Ein Ass im Ärmel hast du, wenn dir ein Konzeptbegriff wie "hybride Kommunikation” für dein Projekt einfällt oder “postmanipulatives Reenactment der kollektiven Utopie”. Du musst dann nur noch belegen, dass du mit deinen Kokreateur:innen die Grenzen zwischen hochkulturigem Gesinnungsbashing und dem populärfolkloristischen Performancetabu einreißt, um die Distanz zu den Personen einer Race, Class und Gender übergreifenden Publikumsstruktur weiter zu vertiefen. Schließlich geht es darum, Intersektionalität erfahrbar zu machen und das durch Verzicht auf die Darstellung emotionaler Inhalte in seinen dramatischen Erwartungen irritierte Publikum einer barrierefreien Mehrfachdiskriminierung auszusetzen.
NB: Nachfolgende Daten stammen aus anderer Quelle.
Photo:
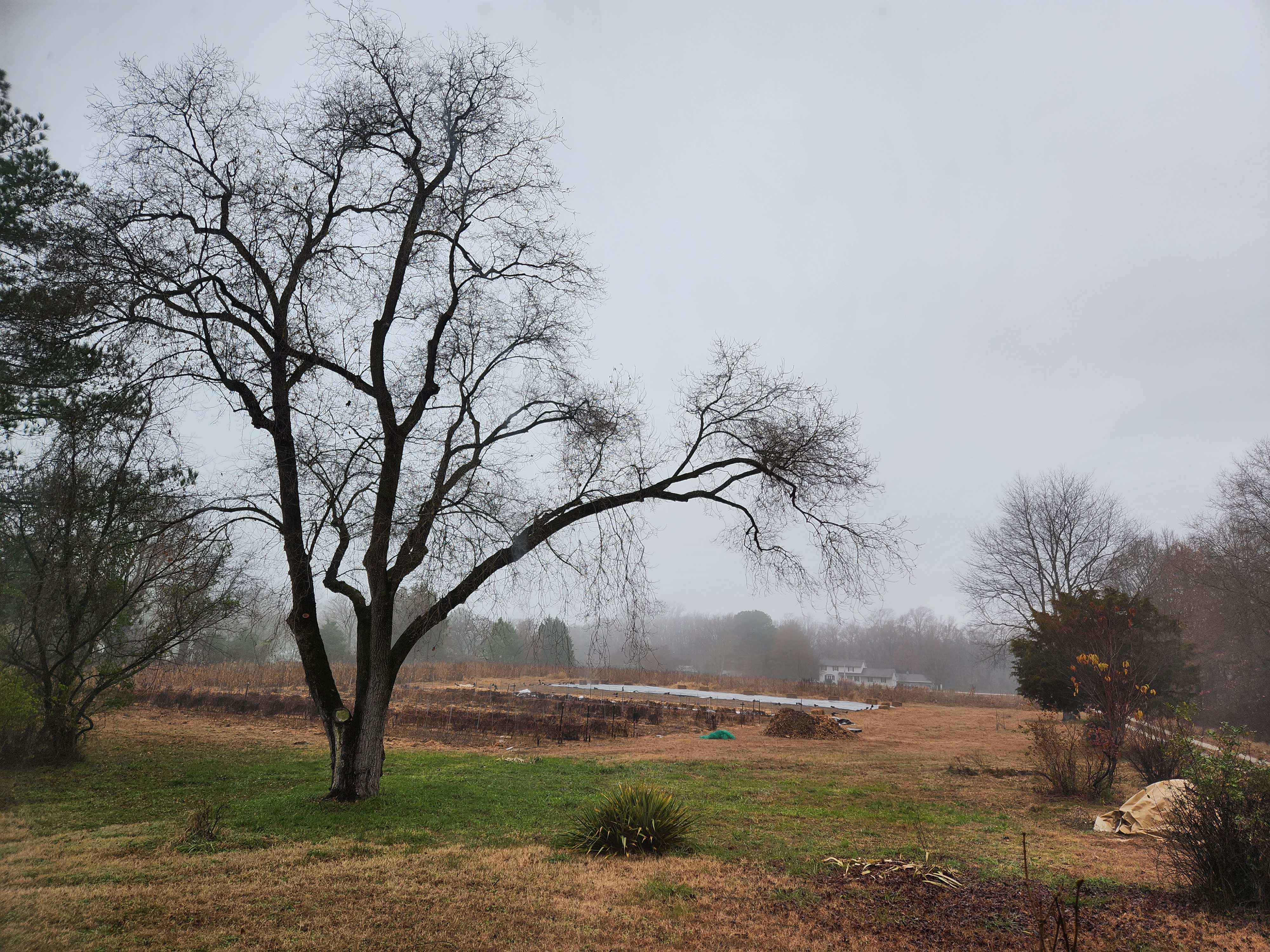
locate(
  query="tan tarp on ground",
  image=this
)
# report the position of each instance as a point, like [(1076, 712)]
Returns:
[(1142, 813)]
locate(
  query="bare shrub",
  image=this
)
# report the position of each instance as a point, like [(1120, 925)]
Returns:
[(1064, 755), (1159, 746), (1217, 838), (204, 824)]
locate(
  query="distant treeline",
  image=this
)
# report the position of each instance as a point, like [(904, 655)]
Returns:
[(751, 643), (747, 643)]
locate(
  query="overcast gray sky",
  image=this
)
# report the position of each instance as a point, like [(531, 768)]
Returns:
[(1013, 235)]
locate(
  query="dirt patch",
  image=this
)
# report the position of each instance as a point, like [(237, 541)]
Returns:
[(905, 913), (801, 724)]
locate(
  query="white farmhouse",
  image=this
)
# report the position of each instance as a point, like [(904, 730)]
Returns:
[(835, 670), (840, 671)]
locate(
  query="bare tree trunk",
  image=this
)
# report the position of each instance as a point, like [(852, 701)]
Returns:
[(358, 744)]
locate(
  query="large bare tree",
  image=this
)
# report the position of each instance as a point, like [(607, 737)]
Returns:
[(378, 274), (1057, 535)]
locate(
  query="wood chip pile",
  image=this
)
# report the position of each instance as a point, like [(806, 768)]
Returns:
[(792, 723)]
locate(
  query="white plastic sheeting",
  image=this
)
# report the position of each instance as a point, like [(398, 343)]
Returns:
[(723, 696)]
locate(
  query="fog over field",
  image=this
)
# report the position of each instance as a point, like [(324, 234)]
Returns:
[(1014, 237)]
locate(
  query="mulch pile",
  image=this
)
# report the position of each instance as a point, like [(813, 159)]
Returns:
[(801, 724)]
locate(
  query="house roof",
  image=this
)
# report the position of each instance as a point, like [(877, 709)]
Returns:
[(914, 678)]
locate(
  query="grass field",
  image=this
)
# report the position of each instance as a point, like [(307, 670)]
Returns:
[(458, 852)]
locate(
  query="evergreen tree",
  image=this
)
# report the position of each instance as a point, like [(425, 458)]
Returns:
[(45, 298), (554, 647), (1126, 633), (504, 644)]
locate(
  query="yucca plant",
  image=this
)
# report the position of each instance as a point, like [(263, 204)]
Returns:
[(632, 819)]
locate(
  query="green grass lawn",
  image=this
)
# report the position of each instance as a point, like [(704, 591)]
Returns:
[(274, 795)]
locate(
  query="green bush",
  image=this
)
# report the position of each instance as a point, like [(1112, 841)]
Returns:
[(1219, 832), (633, 819), (20, 718)]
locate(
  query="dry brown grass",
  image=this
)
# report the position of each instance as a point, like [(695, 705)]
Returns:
[(350, 897), (289, 677), (112, 889)]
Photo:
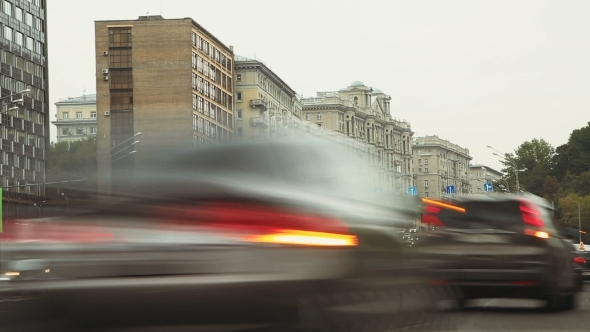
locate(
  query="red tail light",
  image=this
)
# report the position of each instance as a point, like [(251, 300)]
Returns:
[(579, 260), (47, 232), (430, 216), (530, 214), (268, 225)]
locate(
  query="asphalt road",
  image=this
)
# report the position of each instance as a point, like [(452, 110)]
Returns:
[(524, 315), (481, 315)]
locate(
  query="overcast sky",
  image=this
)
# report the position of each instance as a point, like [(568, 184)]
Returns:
[(477, 73)]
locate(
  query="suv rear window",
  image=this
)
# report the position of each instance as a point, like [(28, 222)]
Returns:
[(493, 214)]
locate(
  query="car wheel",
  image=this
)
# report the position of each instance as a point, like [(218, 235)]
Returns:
[(553, 303), (569, 302), (375, 309)]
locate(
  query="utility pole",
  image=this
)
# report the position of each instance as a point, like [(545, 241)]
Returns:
[(579, 224)]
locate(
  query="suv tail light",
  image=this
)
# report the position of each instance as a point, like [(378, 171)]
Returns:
[(430, 216), (530, 214), (262, 224), (433, 207)]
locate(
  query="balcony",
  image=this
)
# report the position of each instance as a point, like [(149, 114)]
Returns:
[(259, 122), (259, 103)]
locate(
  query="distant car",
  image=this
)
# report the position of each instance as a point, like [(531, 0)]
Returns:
[(502, 246), (284, 232)]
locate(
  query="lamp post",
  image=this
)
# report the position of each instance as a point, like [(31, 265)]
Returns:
[(17, 101), (38, 210), (579, 225), (115, 155), (67, 202)]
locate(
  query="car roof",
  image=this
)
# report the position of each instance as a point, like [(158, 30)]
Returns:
[(502, 197)]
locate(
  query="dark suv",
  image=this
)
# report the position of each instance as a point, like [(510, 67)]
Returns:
[(501, 246)]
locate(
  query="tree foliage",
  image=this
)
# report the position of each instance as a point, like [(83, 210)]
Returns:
[(560, 175), (574, 156), (73, 161), (533, 160)]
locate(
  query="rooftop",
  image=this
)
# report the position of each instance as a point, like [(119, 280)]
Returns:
[(79, 100)]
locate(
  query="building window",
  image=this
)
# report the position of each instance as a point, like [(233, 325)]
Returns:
[(7, 8), (121, 100), (8, 33), (120, 37), (120, 58), (201, 104), (121, 79)]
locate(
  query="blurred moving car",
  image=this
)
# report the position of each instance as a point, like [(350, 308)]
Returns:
[(502, 246), (244, 235)]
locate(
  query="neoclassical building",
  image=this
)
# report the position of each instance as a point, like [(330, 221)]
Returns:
[(363, 114)]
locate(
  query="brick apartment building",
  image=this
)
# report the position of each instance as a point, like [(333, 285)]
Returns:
[(160, 84)]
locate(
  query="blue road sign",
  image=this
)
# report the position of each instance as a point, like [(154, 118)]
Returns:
[(450, 189)]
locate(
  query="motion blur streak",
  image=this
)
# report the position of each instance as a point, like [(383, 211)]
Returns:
[(305, 238), (295, 235), (443, 205), (539, 234)]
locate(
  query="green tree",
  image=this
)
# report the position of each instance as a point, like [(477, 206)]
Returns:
[(533, 160), (573, 157), (551, 188), (69, 161), (569, 216)]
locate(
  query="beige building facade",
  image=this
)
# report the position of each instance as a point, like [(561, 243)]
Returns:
[(439, 164), (481, 174), (161, 84), (363, 114), (76, 118), (266, 106)]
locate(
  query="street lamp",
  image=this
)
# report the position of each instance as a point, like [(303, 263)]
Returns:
[(17, 101), (67, 202), (38, 210), (579, 224), (122, 149)]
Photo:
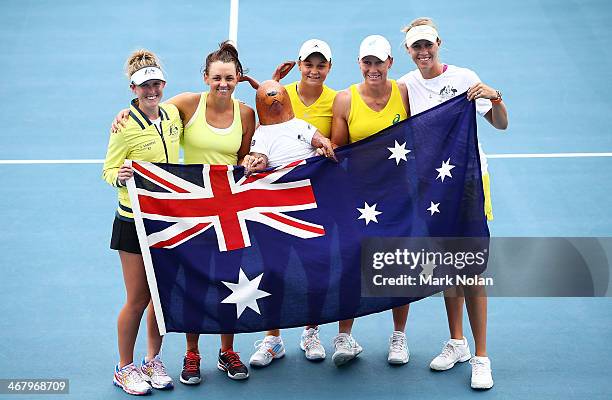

Da kann man schon mal sozial schwach werden.
Neu erfundene Wörter im 155. Sonntagskind: Toyboyfriend, Frühinvalidin, Förderungspoker, Gesinnungsbashing, Performancetabu.
Private Subvention ist hier ohne Antragsprüfung möglich: frühstücksliterarisches Qualitätsbemühen wird ebenso wie wöchentliche Lieferung zugesagt.
Hier ist ein Gespräch über staatliche Kulturförderung auf Deutschlandfunk.
Verwandt zu diesem Sonntagskind: im Januar habe ich die großartige Angela Winkler in der Schaubühne gesehen – und das kam dabei heraus:
LGBTQ+: was heißt das eigentlich? Wieder einmal weiß es die BRAVO.
Moin Mark, so genial wie du sozial schwach und wirtschaftlich schwach herausarbeitest. Ja Lindner und die fdp sind sehr sozislschwach, wenn nicht sogar dissozial.
Dein Projekt in Osterholz mit Christel verdient meinen ganzen Respekt und ist sehr förderwürdig, um den Bogen zu spannen. Eine schöne Woche wünsche ich dir.
Ps: Ich habe dich auf meine Gästeliste von der böcklerstiftung geschrieben ( die Einladung müsstest du haben) und würde mich sehr freuen, dich am 11.10. zu sehen. Gruß Ute
Unterschreibe die ausgearbeiteten Richtlinien. Für mich und für andere. Publikumsbeliebung ohne Anbiederung!